Reputation: 87
I have two Azure web apps:
webapp1 is my live website, which is configured with a custom domain, www.example.com.
I want to divert all incoming traffic so that it goes to webapp2, rather than webapp1.
My plan to do this was:
However, this approach doesn't work; When I try to add the custom domain name to webapp2 using portal.azure.com, I get the error: 'The host name www.example.com' is already assigned to another Azure website'.
It's important to ensure that there is no downtime in this transition, so removing the custom domain name from webapp1 before adding it to webapp2 isn't an option.
Any ideas on how I can solve this problem?
Upvotes: 3
Views: 459
Reputation: 1178
As per the previous answer, you can use Azure Traffic Manager to control traffic between Web Apps. However, you will still face the problem of registering the custom domain name against both web apps. The Traffic Manager documentation contains further information about how to do this - see "Can I use Traffic Manager with more than one Web App in the same region?" in the FAQ section here.
The key point is that if the Web Apps are in the same region, then they need to be in different scale units. The instructions linked above show how to check which scale unit your Web App is in. You can't control the scale unit when deploying the Web App, but if you submit a Support ticket you may be able to have your Web Apps deployed to different scale units by Azure Support.
Upvotes: 3
Reputation: 805
One potential way may be to configure a traffic manager.

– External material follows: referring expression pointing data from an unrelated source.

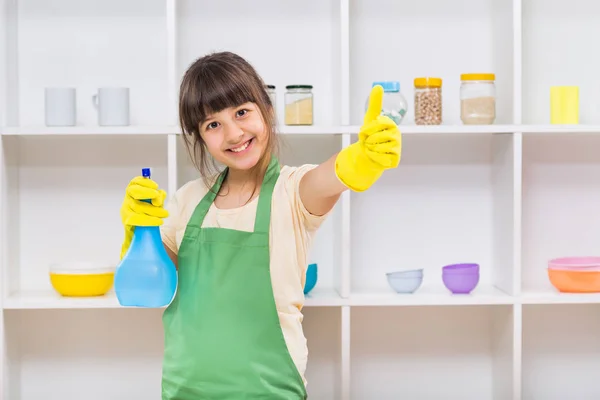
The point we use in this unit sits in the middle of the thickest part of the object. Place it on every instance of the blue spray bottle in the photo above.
(146, 276)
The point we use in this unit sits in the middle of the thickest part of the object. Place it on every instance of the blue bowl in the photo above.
(311, 278)
(404, 285)
(406, 273)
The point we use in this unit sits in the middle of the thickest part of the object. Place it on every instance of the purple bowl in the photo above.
(464, 268)
(460, 283)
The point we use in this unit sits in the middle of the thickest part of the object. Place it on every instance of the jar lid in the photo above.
(298, 87)
(388, 86)
(428, 82)
(478, 77)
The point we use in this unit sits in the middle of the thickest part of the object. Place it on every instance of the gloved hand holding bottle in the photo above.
(136, 212)
(378, 148)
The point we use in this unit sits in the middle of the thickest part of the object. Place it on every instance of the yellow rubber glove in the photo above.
(379, 146)
(135, 212)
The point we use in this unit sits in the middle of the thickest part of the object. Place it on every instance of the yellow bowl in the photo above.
(82, 281)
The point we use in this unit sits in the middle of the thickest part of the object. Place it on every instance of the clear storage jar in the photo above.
(298, 105)
(394, 104)
(428, 101)
(272, 95)
(478, 99)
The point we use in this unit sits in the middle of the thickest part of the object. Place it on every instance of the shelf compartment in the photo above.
(438, 207)
(555, 35)
(560, 200)
(310, 55)
(92, 347)
(561, 352)
(62, 200)
(399, 352)
(322, 329)
(403, 40)
(431, 296)
(88, 46)
(50, 299)
(84, 354)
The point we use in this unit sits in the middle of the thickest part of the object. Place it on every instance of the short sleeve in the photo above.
(168, 230)
(310, 221)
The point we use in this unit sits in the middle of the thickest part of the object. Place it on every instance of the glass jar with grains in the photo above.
(428, 101)
(477, 99)
(298, 105)
(272, 94)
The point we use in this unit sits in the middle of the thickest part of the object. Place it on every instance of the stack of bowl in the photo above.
(575, 274)
(461, 278)
(406, 281)
(82, 279)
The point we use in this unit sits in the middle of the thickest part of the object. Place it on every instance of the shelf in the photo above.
(561, 352)
(432, 353)
(86, 130)
(49, 299)
(376, 26)
(432, 296)
(283, 129)
(555, 297)
(555, 33)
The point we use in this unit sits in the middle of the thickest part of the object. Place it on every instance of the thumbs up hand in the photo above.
(379, 147)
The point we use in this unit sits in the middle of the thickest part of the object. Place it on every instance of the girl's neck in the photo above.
(238, 188)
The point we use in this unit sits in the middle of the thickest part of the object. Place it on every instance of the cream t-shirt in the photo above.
(291, 233)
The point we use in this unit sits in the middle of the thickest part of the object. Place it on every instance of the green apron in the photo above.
(223, 339)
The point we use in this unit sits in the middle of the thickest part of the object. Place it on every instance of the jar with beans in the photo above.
(428, 101)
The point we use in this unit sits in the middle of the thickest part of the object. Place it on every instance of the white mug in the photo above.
(112, 104)
(60, 106)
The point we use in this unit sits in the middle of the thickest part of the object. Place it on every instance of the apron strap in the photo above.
(262, 221)
(263, 212)
(202, 208)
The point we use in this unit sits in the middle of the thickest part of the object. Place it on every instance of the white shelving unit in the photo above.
(509, 196)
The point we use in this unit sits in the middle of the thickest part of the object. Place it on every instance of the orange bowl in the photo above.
(575, 281)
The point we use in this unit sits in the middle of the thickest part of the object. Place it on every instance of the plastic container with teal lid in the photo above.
(394, 104)
(478, 98)
(428, 101)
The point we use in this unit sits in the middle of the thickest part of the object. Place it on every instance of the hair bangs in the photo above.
(222, 88)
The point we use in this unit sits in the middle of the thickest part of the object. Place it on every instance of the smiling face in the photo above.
(225, 110)
(235, 136)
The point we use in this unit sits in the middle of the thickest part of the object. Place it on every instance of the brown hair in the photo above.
(212, 83)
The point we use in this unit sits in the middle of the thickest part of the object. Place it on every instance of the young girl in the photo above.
(240, 238)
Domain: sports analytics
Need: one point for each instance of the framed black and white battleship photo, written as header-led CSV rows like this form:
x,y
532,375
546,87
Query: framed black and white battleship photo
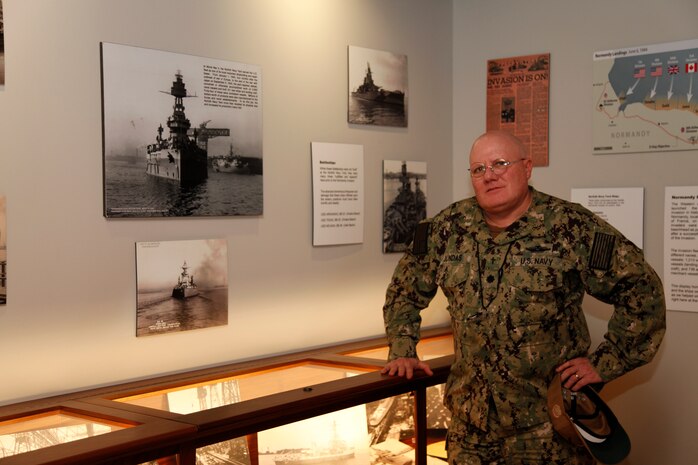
x,y
181,285
404,202
377,87
182,135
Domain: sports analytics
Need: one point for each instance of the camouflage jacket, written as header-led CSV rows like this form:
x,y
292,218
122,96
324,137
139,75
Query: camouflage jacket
x,y
515,303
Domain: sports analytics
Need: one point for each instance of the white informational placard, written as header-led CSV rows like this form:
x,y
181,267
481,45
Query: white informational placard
x,y
681,248
338,193
622,207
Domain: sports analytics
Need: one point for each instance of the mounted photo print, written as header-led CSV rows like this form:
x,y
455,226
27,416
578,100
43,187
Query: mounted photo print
x,y
181,285
182,135
377,87
404,202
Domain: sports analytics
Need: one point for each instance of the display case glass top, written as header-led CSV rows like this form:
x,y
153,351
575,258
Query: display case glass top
x,y
427,348
45,429
209,394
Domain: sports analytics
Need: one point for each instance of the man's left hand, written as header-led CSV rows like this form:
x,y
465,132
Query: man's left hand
x,y
577,373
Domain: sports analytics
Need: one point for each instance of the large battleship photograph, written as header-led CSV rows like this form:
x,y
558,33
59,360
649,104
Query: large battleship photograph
x,y
181,285
182,135
404,202
377,87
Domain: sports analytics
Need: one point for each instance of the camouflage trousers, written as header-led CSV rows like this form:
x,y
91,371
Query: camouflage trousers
x,y
539,445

You could create a traffic manager and add webapp1 and webapp2 as end points. You could also configure the traffic manager to use failover routing with webapp1 being the primary and webapp2 being the failover.
Then you cloud change the custom domain to point at the traffic manager so that traffic continues to flow to the site through the traffic manager. That hopefully would allow you to remove the custom domain from webapp1 config and then configure webapp2 to use it. You could then change the custom domain to point at webapp2 and remove the traffic manager.
Alternately you can leave the traffic manager in place and just remove webapp1 as an endpoint.
I haven't tested this approach yet but if I get a chance to I'll update this answer with any notes.